Opgave:
    https://github.com/datsoftlyngby/dat4sem2020spring-python/blob/master/Facebook_exercise.ipynb
    
Facebook Assignment

This assignment requires you to work with Facebook network data, 
data preprocessing and networkx. Note that this is real data 
from real people!

Part 1: Preparing data

The dataset you will be working with is available here: 
    https://snap.stanford.edu/data/egonets-Facebook.html

You're first job is to

    Download the data
    Unpack the data
    Import the data as an undirected graph in networkx

This should all be done from your notebook in Python. 
This is an important step for you to automate data preprocessing.

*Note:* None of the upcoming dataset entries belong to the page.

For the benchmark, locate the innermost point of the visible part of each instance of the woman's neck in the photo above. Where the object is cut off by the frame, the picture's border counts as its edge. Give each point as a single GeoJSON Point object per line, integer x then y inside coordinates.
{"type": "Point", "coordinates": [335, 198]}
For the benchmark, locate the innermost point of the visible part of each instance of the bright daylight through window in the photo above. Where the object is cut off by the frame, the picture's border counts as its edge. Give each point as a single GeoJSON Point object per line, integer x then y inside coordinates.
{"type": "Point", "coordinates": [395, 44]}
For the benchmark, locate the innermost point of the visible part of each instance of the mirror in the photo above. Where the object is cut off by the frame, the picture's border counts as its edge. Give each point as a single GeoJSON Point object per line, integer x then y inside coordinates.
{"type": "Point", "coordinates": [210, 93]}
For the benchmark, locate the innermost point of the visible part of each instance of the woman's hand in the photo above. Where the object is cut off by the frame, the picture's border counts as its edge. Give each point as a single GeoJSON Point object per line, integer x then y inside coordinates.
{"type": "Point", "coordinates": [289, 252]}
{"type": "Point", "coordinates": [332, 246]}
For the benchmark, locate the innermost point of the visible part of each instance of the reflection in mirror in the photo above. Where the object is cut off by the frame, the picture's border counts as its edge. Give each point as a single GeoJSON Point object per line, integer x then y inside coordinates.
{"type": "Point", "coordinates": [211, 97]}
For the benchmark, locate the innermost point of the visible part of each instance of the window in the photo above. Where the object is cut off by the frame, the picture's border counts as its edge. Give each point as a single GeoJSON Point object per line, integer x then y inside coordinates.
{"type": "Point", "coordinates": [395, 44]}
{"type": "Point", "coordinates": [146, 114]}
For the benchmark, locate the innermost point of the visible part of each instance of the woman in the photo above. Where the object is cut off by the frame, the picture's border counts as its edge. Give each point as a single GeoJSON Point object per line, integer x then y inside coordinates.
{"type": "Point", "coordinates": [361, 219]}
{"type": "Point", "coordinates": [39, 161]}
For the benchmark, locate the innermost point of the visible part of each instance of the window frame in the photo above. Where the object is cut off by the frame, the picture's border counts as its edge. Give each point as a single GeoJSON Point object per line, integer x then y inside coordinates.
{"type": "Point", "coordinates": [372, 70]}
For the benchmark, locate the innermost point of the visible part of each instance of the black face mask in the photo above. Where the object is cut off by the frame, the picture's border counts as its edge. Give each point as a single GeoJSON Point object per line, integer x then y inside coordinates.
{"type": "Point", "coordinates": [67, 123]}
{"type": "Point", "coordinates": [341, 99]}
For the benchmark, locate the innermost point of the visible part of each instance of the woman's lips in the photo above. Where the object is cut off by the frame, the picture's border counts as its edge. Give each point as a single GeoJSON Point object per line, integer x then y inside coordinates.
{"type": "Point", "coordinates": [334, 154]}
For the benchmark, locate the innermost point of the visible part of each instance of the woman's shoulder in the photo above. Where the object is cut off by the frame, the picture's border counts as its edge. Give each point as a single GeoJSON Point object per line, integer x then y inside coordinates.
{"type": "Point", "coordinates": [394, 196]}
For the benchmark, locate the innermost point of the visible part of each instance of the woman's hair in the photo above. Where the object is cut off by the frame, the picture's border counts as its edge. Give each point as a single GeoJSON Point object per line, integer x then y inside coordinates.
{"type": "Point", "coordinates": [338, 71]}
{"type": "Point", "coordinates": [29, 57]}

Note: this could take a while, so if you feel adventurous you 
    can use the multiprocessing library to speed things up.

Hand-in:

    The code for downloading, unpacking and loading the dataset



In [59]:
import tarfile
from tqdm import tqdm
import wget
import gzip
import shutil
import os
import numpy as np 
import networkx as nx
import matplotlib.pyplot as plt
from networkx.drawing.nx_agraph import graphviz_layout, write_dot
import pygraphviz

def download_file(url, file_name="data_file"):
    """download and save file"""
    print('Beginning file download with wget module')
    wget.download(url, './' + file_name)

    
def unpack_tar(file_name):
    """unpack tar.gz file"""
    if (file_name.endswith("tar.gz")):
        tar = tarfile.open(file_name)
        tar.extractall()
        tar.close()
        print("Extracted in Current Directory")
    else:
        print ("Not a tar.gz file: '%s '" % file_name)

        
def unpack_gz(file_name, file_type='.txt'):
    """unpack gz file"""
    with gzip.open(file_name, 'rb') as f_in:
        raw_fine_name = os.path.splitext(file_name)[0]
        print(raw_fine_name+file_type)
        with open(raw_fine_name + file_type, 'wb') as f_out:
            shutil.copyfileobj(f_in, f_out)
        
        
def get_files_from_folder(folder):
    """return list of files in folder. Not used in this exercise"""
    from os import listdir
    from os.path import isfile, join
    return [f for f in listdir(folder) if isfile(join(folder, f))]
        
    
def load_data(file):
    """load data into array of tubles"""
    #return np.loadtxt(file)
    result = []
    with open(file, "r") as fp:
        for i in fp.readlines():
            tmp = i.split(" ")
            try:
                result.append((int(tmp[0]), int(tmp[1])))
            except:pass

    return result


def create_graph(list):
    graph_temp = nx.DiGraph() 
    graph_temp.clear()
    for idx, name_number in enumerate(list):
        graph_temp.add_node(idx, name=name_number)
    
    graph_temp.add_edges_from(list)
    return graph_temp    
    
url = 'https://snap.stanford.edu/data/facebook_combined.txt.gz'

#download_file(url, "facebook_combined.gz")
#unpack_gz("facebook_combined.gz")
dataset = load_data("facebook_combined.txt")
#print(dataset)
print(len(dataset))
graph = create_graph(dataset)

88234


Part 2: Analyse the data

Now, let's take a look at the network you imported.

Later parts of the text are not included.